The other day I quite suddenly got engulfed by a deep debilitating Depression. I couldn’t do anything but just sit there. It owned me.
Being a basically happy person, this had never happened to me before. Not that I hadn’t had a slow undercurrent of creeping depression at times, but this was way different, so sudden and all-encompassing.
I tried to figure out what might have caused it. Had I picked it up from a client that morning who was depressed when she came in? Was it because there were several minor things in my life that I’d like to be different, and all together they might have added up to produce depression? Was something nasty going on somewhere in the world and I was picking up the energy of it?
I noticed how I was trying to build a story to have a “reason” for this deadening feeling that was sucking the light out of my life.
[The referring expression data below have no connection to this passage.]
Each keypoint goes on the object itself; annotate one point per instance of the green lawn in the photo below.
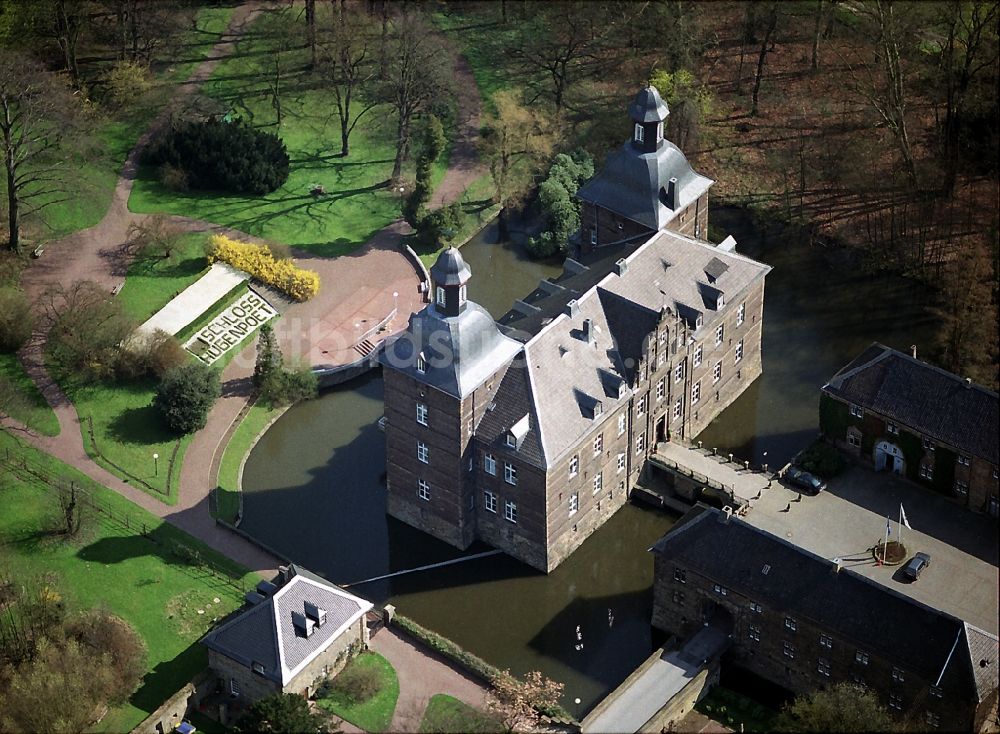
(34, 412)
(227, 495)
(134, 576)
(357, 203)
(375, 714)
(448, 715)
(150, 284)
(95, 171)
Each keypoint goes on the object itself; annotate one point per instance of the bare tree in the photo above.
(37, 116)
(418, 74)
(351, 72)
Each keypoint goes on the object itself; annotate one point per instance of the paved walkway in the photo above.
(422, 674)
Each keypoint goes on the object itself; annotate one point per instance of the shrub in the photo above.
(226, 156)
(357, 684)
(16, 319)
(260, 262)
(186, 394)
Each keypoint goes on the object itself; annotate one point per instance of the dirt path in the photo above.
(358, 290)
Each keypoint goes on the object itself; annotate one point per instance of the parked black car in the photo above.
(916, 566)
(809, 482)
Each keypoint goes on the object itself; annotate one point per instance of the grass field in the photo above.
(447, 715)
(357, 203)
(375, 714)
(134, 576)
(227, 495)
(33, 411)
(151, 283)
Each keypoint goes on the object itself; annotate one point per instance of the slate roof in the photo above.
(264, 633)
(878, 619)
(926, 399)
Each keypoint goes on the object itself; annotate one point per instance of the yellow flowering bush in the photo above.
(258, 261)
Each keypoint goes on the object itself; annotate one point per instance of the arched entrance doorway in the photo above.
(889, 456)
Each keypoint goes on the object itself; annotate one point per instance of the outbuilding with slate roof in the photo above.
(286, 639)
(912, 418)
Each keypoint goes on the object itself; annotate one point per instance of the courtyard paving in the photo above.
(850, 517)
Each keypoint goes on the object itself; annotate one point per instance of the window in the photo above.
(509, 473)
(510, 511)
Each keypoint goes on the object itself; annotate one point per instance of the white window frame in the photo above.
(509, 473)
(510, 511)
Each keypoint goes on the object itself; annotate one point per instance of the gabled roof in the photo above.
(924, 398)
(802, 585)
(633, 184)
(264, 633)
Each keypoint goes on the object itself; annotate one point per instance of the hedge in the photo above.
(259, 261)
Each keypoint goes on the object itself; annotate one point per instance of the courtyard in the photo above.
(850, 517)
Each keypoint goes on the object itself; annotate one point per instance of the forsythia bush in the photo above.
(260, 263)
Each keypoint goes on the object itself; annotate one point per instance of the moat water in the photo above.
(314, 483)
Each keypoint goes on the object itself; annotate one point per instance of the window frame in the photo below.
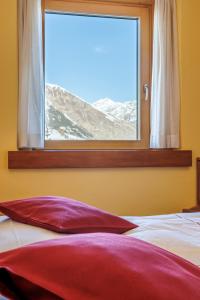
(142, 9)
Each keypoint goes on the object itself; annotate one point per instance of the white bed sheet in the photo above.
(177, 233)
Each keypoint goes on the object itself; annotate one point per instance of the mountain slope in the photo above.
(71, 117)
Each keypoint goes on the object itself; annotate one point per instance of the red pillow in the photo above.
(97, 266)
(64, 215)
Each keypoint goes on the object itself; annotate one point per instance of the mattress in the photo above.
(177, 233)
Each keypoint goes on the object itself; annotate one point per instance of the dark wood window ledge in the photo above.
(49, 159)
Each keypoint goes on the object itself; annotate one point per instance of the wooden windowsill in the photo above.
(51, 159)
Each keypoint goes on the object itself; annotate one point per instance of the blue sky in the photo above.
(93, 57)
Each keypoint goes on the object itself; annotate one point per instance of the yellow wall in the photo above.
(128, 192)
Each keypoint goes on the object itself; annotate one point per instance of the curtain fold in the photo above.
(165, 95)
(31, 77)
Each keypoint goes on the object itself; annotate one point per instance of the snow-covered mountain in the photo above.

If I created a “reason,” then I’d have something I could return to again and again, embedding this depression more deeply. I might be able to feel sorry for myself (the real killer), or get sympathy and agreement from my friends…undesirable payoffs to say the least.
Luckily, I was able to keep my head above water enough to just observe these shenanigans in my mind without getting sucked in. Where had it come from? Why was it there? I abandoned all efforts to “understand.” I just sat there, feeling it, waiting to see if my emotional wave would turn around on its own, into more enjoyable territory.
No. It didn’t.
How did I do that? What does it really mean to do that? Sometimes when we have old pain we haven’t resolved, our heart will be hidden, even from ourselves.
If you feel you don’t know how, no matter…improvise! It will take you where you want to go.
Will you practice with me in this moment? If you practice when you don’t need it, it will be easier to do when you do need it and maybe feel weighed down and less capable of it.
We must begin at what is always the beginning: coming Home. If you are not in your body, how can you find your heart?
If your heart is caught in the turmoil of the past, it will be hard to find. If you have given your heart to another in a misguided attempt at love, there will be only a shadow of a heart left for you. You may have left small pieces of it scattered around with those you love…family, friends, beloved pets…as a mistaken way to stay connected. Or your heart could be barricaded or even shriveled, as mine was when I first began my spiritual journey.
So we begin by being as Present as we can be, by feeling every muscle in our body, by feeling every cell. In particular, I like to feel my back, because in our culture we are so heavily oriented toward the front that we in effect are off balance, nearly falling on our face.
Bringing your whole back into your awareness, let that awareness spread throughout your whole body. Now ask your body (not your mind), “Where is my heart?”
Allow a sensation to rise up, to make itself felt. If you don’t feel a tangible sensation, no matter. Imagine what it might feel like if you could feel it, and let that feeling rise up if you can.
Know that your heart will make itself known when you ask, even if you are wearing blinders and can’t see it or feel it. So just assume it is responding and act “as if.”
Now’s your chance to imagine cradling your heart in your arms. Whenever there is any pain, it’s always our little two year old self crying out for love and comfort. Imagine you can actually feel your own energy embracing your own heart, comforting that two year old.
Allow compassion to rise up. It’s hard to play this “human” game. Have compassion for your Self. And kindness. Now’s your chance to model how you want the world to treat you, with kindness, love and compassion.
This worked for me. By the time I got done, I had only a shadow of the depression left. I was now able to dwell in things I love…budding new leaves in spring, outrageous colors in my garden, family, friends, my kitties, the ocean, the mountains, the trees, Silence, a clear starry night. What remained got swept away with a timely phone call from a new client requesting a session, always a happy event.
Using Gandhi’s quote as a guide, I’d say I dropped into my true nature and that mysterious interloper, Depression, beat a hasty retreat. If I were out in the world at that moment, yes, the attitude of the world toward me would have been much improved over the depressed state. But my own attitude toward the whole world changed as well.
Alone in my depression, I feel bleak and distraught. Together, me, compassion, kindness, thoughts of what I love, and my heart itself, together we dance a dance of “Lovin’ In my Heart.”